Live Metrics
A Metric node usually captures an intention — a name, a unit, a target value, and a direction (up or down). The live metrics integration makes it real: connect an analytics provider, bind a Metric to an actual query, and Specor shows the current value on the node and on a metrics dashboard, compared against its target.
This is the first time real-world data flows into your product graph: a Feature’s success metric reading “4.2% vs a 6% target — off track” instead of a number someone typed last quarter.
Supported providers
| Provider | Status | Credentials |
|---|---|---|
| PostHog | Available | Personal API key + project ID (+ host) |
| Google Analytics 4 | Available | Service-account key (JSON) + property ID |
| Amplitude, Mixpanel | Planned | — |
Providers sit behind a common adapter, so a single workspace can connect more than one at once and bind different metrics to different providers — one dashboard, every source.
How it works
- Credentials are per-workspace and encrypted at rest. An admin connects a provider in Settings → Integrations. Secrets (the PostHog API key, the GA4 service-account key) are encrypted with an app-held key, never logged, and never returned — only a masked hint or the non-secret identifiers (project/property ID, service-account email) are shown.
- Bindings are versioned. Pointing a Metric at a provider query is stored as a normal change in the metric’s history — diffable and rollback-safe, just like editing any other field. Editors can bind; viewers can read.
- Values are observations, not facts. Live values are fetched on demand, cached, and refreshed in the background. They are never written to the event log — that would pollute your product’s canonical history. The cache keeps a short history for sparklines.
- Outages degrade gracefully. If a provider is slow or down, Specor shows the last cached value flagged as stale rather than hanging or erroring.

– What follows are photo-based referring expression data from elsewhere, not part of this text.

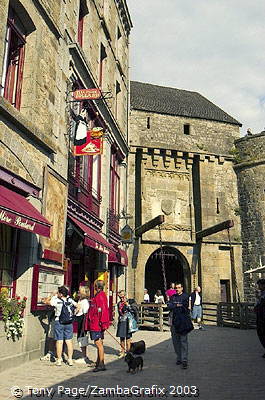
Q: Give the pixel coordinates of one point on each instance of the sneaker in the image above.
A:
(82, 361)
(99, 368)
(59, 362)
(184, 364)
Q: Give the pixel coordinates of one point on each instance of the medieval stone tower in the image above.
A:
(180, 165)
(250, 169)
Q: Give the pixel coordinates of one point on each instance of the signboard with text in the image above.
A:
(87, 94)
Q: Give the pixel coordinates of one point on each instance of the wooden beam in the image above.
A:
(149, 225)
(214, 229)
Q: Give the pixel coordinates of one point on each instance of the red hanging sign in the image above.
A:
(87, 94)
(92, 146)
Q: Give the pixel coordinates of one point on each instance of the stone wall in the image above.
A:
(250, 170)
(194, 187)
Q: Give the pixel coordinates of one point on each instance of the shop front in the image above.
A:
(87, 253)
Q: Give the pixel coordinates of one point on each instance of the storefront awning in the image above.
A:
(118, 257)
(92, 238)
(16, 211)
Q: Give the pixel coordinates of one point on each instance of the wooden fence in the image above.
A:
(236, 315)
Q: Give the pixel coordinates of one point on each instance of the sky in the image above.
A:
(214, 47)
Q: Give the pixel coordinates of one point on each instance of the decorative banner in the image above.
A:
(92, 146)
(127, 234)
(87, 94)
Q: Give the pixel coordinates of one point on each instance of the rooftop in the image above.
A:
(178, 102)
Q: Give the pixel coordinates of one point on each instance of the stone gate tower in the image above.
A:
(250, 169)
(180, 165)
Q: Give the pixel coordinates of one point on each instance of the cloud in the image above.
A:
(210, 46)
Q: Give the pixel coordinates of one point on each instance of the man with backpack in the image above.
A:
(181, 324)
(63, 327)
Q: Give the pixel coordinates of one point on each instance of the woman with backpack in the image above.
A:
(127, 322)
(81, 312)
(63, 327)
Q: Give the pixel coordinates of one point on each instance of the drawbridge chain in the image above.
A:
(162, 259)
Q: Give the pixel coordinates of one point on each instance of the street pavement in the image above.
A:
(224, 363)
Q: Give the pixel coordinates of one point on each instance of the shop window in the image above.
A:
(83, 11)
(14, 53)
(102, 60)
(8, 246)
(114, 191)
(186, 129)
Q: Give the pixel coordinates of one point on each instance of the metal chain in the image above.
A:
(162, 258)
(233, 265)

Live metrics are a paid-plan feature (Team and above) and use no AI credits — binding is manual.
Connecting PostHog
- In Specor, go to Settings → Integrations and open the PostHog card (you must be a workspace admin).
- Create a personal API key in PostHog (Settings → Personal API keys) with read access to Insights/Queries, scoped to the project you want to read. Note: project keys (
phc_…) are write-only and won’t work — you need a personal key (phx_…). - Paste the key, enter your Project ID (Settings → Project, or the
/project/<id>URL), set the Host (e.g.https://us.posthog.com), and click Connect. - Use Test connection to confirm the credentials work.

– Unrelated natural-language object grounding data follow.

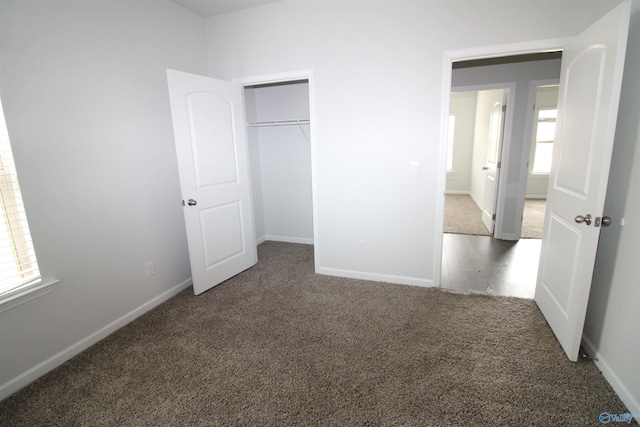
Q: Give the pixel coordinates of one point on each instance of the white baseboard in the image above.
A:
(388, 278)
(56, 360)
(618, 386)
(288, 239)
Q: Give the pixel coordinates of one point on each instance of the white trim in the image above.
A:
(40, 289)
(614, 380)
(303, 240)
(289, 77)
(387, 278)
(451, 56)
(56, 360)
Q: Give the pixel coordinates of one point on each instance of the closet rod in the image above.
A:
(280, 123)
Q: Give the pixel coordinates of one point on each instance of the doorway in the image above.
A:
(476, 124)
(475, 261)
(280, 136)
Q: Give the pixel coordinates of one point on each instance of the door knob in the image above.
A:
(586, 219)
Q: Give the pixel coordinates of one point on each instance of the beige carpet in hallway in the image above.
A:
(463, 216)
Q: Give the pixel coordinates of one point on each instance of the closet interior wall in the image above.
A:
(280, 160)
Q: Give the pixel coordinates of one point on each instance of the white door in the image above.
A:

You bind PostHog metrics to insights — the existing trends/insights in your project.
Connecting Google Analytics 4
- In Google Cloud, create a service account and download a JSON key, then enable the Google Analytics Data API for that project.
- In GA4 → Admin → Property Access Management, add the service account’s email as a Viewer.
- In Specor, open the Google Analytics 4 card in Settings → Integrations, enter the numeric Property ID (Admin → Property Settings), paste the full service-account JSON key, and click Connect.
- Use Test connection to verify.
You bind GA4 metrics to a metric name (e.g. activeUsers, conversions, sessions), evaluated over a date range.
Binding a Metric
- Open a Metric node and find the Live value card.
- Click Bind to provider. If more than one provider is connected, pick which one, then choose the insight (PostHog) or metric (GA4).
- Specor fetches the current value immediately and shows it against the metric’s target, with an on-track / off-track badge derived from the target value and direction.
To stop tracking, open the metric and choose Unbind — the metric stays in your graph and on the dashboard, just no longer connected to a provider.
The Metrics dashboard and Overview
- The Metrics tab lists every Metric in your product. Connected ones show their live value vs. target; the rest appear as Not connected and are ready to bind.
- The Overview tab surfaces a compact health glance of connected metrics, highlighting any that are off track.
Security
- Provider credentials are encrypted at rest and never returned to clients.
- Admins connect/disconnect a provider and test the connection; editors bind metrics; viewers can read values.
- Outbound provider calls are timed out, size-capped, and host-restricted (SSRF-protected); responses are validated and coerced to numbers before storage.